When great vision is mentioned some people think of large raptors streaking toward prey from hundreds of feet in the air, while others call to mind classical philosophers and founders of nations. Biologists… they think of shrimp. Mantis shrimp, to be precise.
Their eyes are split into three zones, with compound eyes on top and bottom and a strip in the middle which allows for more precise image development. The result is something akin to a pixelated top and bottom for an image with a horizontal center band. In theory this would less effective, not more, than the vision of many other creatures. Then come the extras…
The cone cells in human eyes recognize red, blue and green colors, and the different levels of each allow our brains to process hundreds of gradients of hue associated to the mixtures of each. Some animals’ eyes are able to recognize other colors, and even ultraviolet bands. Typically, those creatures will still have three (on rare occasions, four) wavelengths they can detect, which means that an animal might not recognize reds or greens but could see somewhat into the ultraviolet spectrum. A mantis shrimp? It sees twelve.
Because of the compound eyes, the extra color receptors aren’t initially as impressive as they might sound. To explain, imagine an old 8-bit character design… say, the original Mario from Donkey Kong and Super Mario Bros. It’s impossible to mistake that for a photograph because it lacks detail. The mantis shrimp eyes (with the exception of the center band) lack detail… what is happening with the color receptors is that the individual blocks can be colored in a variety of ways, not simply red, green and blue.

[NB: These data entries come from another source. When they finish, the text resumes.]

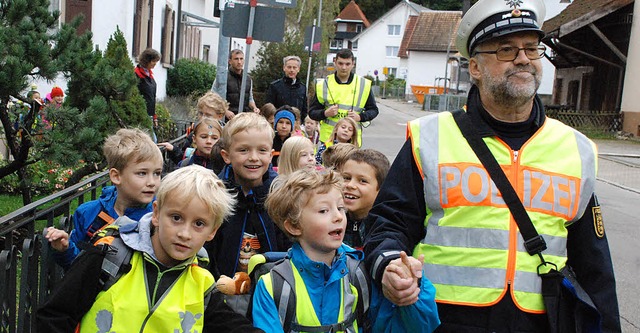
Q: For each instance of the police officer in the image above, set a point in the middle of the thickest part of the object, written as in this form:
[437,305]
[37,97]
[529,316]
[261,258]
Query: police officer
[438,199]
[342,94]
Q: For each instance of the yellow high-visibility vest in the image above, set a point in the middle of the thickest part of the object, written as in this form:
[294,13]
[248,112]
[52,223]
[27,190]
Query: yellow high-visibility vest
[352,96]
[126,307]
[473,249]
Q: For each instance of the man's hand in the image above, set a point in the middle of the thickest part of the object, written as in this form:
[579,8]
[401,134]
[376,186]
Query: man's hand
[332,111]
[168,146]
[58,239]
[400,280]
[355,116]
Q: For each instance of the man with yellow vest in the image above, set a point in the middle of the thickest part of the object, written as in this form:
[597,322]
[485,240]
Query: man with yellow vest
[342,94]
[162,287]
[439,200]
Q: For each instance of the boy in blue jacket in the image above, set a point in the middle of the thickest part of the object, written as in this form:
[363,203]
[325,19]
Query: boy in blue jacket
[325,276]
[135,165]
[247,146]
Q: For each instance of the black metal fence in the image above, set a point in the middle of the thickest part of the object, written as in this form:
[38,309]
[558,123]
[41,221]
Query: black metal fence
[28,272]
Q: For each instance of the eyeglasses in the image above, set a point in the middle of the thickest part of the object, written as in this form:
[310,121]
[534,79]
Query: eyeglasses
[510,53]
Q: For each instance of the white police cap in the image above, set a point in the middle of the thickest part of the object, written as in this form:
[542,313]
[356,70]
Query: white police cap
[492,18]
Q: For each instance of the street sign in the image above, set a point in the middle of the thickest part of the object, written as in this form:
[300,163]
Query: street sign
[268,23]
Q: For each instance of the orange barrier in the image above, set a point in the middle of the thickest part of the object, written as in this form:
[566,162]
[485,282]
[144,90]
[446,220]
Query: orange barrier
[420,91]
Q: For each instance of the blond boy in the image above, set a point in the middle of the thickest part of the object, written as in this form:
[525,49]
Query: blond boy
[247,141]
[325,277]
[135,166]
[164,287]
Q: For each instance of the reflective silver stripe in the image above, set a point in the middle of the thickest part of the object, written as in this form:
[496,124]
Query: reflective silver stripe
[379,260]
[284,301]
[589,162]
[429,145]
[527,282]
[466,276]
[468,237]
[361,87]
[349,300]
[328,121]
[556,246]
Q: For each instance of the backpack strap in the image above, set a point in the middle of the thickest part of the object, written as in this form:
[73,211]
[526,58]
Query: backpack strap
[285,299]
[100,222]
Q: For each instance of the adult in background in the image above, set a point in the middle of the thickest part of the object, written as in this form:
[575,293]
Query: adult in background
[147,60]
[234,85]
[438,200]
[342,94]
[289,90]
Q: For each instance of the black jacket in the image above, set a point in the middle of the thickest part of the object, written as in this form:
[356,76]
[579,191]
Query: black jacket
[234,85]
[396,222]
[147,87]
[224,249]
[285,91]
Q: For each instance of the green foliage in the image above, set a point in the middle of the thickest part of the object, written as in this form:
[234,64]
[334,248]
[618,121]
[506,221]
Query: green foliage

There is a purpose to it… but while it’s odd, it doesn’t seem very impressive. That changes a little bit when the eyes are then shown to be able to move independently and to detect parts of the ultraviolet spectrum and even polarized light.
The last item is what has sparked interest of researchers; by emulating the odd special vision of the mantis shrimp, cameras have been developed which, by examining polarized light images in real time, allow for early identification of cancer cells.

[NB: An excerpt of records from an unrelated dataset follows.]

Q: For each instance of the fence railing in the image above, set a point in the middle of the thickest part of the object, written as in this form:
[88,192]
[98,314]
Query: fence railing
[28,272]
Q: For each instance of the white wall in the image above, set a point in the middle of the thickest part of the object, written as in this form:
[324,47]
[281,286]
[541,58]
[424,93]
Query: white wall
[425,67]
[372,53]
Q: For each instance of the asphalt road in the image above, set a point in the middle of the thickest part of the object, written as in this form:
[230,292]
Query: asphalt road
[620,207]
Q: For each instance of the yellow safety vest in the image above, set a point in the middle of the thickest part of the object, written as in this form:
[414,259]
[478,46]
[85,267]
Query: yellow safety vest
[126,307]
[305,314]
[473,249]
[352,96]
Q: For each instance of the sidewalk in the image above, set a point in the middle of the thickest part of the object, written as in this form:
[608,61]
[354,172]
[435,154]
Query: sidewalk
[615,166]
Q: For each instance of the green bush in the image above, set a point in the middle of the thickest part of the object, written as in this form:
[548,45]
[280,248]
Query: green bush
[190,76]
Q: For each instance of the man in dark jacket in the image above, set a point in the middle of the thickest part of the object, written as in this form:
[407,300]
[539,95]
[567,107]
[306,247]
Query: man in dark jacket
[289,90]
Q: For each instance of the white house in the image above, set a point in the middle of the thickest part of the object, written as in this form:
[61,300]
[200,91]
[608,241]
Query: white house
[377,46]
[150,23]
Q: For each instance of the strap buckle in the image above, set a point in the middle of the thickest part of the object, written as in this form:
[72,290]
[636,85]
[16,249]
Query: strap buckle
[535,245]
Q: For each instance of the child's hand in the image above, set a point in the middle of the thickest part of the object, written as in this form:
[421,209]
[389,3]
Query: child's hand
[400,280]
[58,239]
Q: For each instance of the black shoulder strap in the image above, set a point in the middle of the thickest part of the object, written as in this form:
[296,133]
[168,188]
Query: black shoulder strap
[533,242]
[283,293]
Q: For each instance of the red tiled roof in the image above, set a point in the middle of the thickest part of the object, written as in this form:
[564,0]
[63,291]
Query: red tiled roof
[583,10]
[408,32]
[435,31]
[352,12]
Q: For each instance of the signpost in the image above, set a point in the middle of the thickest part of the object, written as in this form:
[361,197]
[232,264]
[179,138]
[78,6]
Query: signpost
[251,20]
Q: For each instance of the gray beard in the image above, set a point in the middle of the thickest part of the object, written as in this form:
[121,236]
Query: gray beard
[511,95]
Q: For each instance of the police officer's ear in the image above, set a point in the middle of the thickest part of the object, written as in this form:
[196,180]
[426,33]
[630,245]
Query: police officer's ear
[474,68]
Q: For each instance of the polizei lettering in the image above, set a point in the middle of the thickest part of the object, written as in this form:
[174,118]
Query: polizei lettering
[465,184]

The ability to detect polarized light seems to be directly related to mating and territory. As the shrimp is looking for a mate, or angry, or pleased, portions of its body change the way it reflects light… allowing other mantis shrimp to know its intentions. The reason for the most of the color differentiation has nothing to do with shrimp interaction (or even cancer detection), though… it’s for speed.
The mantis shrimp is a predator, and it attacks just about anything. It has a punch that launches at about 50 mph, the fastest strike in the animal kingdom. It needs to be certain that it’s about to punch a breakable, vulnerable creature and not an unyielding rock. It also needs to be able to strike before its prey can retreat.
The color receptors in its eyes enable the shrimp to gather information about a nearby object and transfer the pixelated image, complete, to its brain. There’s none of the internal parsing and interpretation that brains normally do to translate an image into something recognizable; it just pops in immediately, all colored and ready to be acted upon… and that’s when the shrimp attacks. In the underwater world of the Great Barrier Reef, a few microseconds can mean the difference between dinner, or going hungry.
Question of the night: What’s your favorite shrimp dish?